Monsieur le Président, la
structure à créer, approfondira et cordonnera toutes les actions de
restauration et de développement de nos régions fortement sinistrées.
Pour conclure, Monsieur le Président de la République,
C’est vous qui êtes désormais le Président de la République. C’est vous
seul qui devez conduire les réparations et la reconstruction de toutes
les infrastructures, mais aussi et surtout de la superstructure de notre
pays. Le ressort de la synthèse culturelle est cassé, Monsieur le
Président. Tant qu’une partie de notre société est brimée par une autre ;
tant qu’un Agni ou un Dida ou un Lobi occupera, par la force d’une
kalachnikov, le domicile, le campement, la plantation d’un Koyaka ou
d’un Ebrié, nous ne retrouverons jamais la paix.
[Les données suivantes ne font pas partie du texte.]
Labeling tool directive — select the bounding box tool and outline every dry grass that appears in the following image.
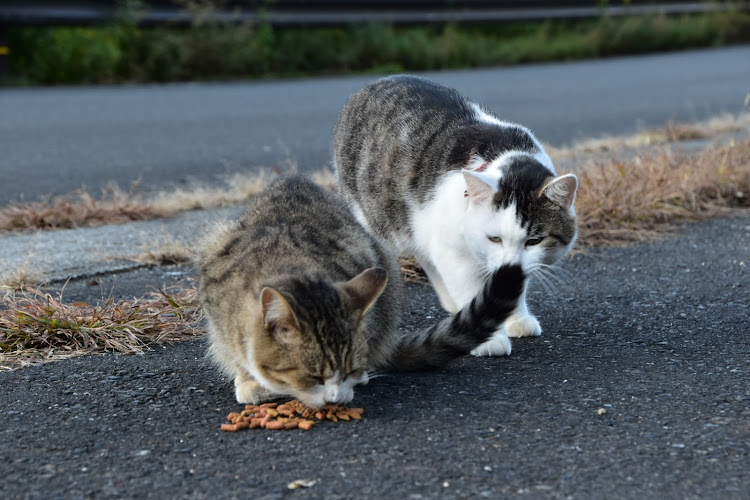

Monsieur le Président de la République,
La pollinisation croisée et le télescopage des ethnies pour reprendre
les termes de Aimée Césaire, nous voulons dire le brassage de nos
soixante ethnies, de leurs cultures, de leurs philosophies, de leurs
croyances, qui constituent le métabolisme de maturation de notre nation,
initiées par le père fondateur, le président Félix Houphouët Boigny et
encouragées par tous vos prédécesseurs, doit reprendre sa dynamique.
Nous devons reprendre, impérativement, sous votre impulsion, notre route
vers la synthèse culturelle, le modus vivendi qui fondait la paix, la
cohésion sociale et le bon vivre dans notre pays.
Monsieur le Président de la République, nous vous remercions.